Bus dirottato – Ieri sera in tivù il docufilm con il racconto dei ragazzi della media Vailati di Crema

Toccante, agghiacciante, angosciante ma confezionato con la capacità narrativa di Claudio Camarca, regista del docufilm ‘Ostaggi – Attacco allo scuolabus’ che ieri sera sul canale televisivo Nove ha ricostruito il dirottamento del pullman che il 20 marzo del 2019 avrebbe dovuto riportare a scuola dalla palestra due classi delle medie Vailati di Crema, prese invece in ostaggio, con docenti e bidella, dall’autista di Autoguidovie Ousseynou Sy. L’intento era quello di una azione eclatante di stampo terroristico contro le morti in mare e la politica italiana di chiusura dei porti alle imbarcazioni di migranti. L’autista senegalese avrebbe voluto raggiungere Linate con il bus carico di ragazzini e sul quale era stata rovesciata benzina. La freddezza di alcuni ragazzi, che riuscirono a nascondere il telefono cellulare con il quale hanno chiesto aiuto, e la pronta risposta dei Carabinieri e delle Forze dell’Ordine consentirono di scongiurare il peggio.

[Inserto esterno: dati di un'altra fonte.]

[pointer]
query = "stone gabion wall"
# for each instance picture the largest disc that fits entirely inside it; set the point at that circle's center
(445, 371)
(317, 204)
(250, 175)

Tutto questo, sino alla condanna a 24 anni per l’autista, è reso con efficacia e pathos da Camarca attraverso una ricostruzione precisa e puntuale. Una narrazione dalle voci dei malcapitati protagonisti, i ragazzi, insieme a quelle dei genitori, dei Carabinieri e del Sostituto Procuratore della Repubblica Luca Poniz. Non sono mancati gli eloquenti video che Sy aveva postato prima dell’azione criminosa e le registrazioni in diretta di quanto accadeva drammaticamente sul pullman. Un docufilm che ha la capacità di far comprendere realmente non solo lo sviluppo dei fatti ma anche, e soprattutto, come emotivamente quelle due ore di terrore siano state vissute dagli studenti cremaschi.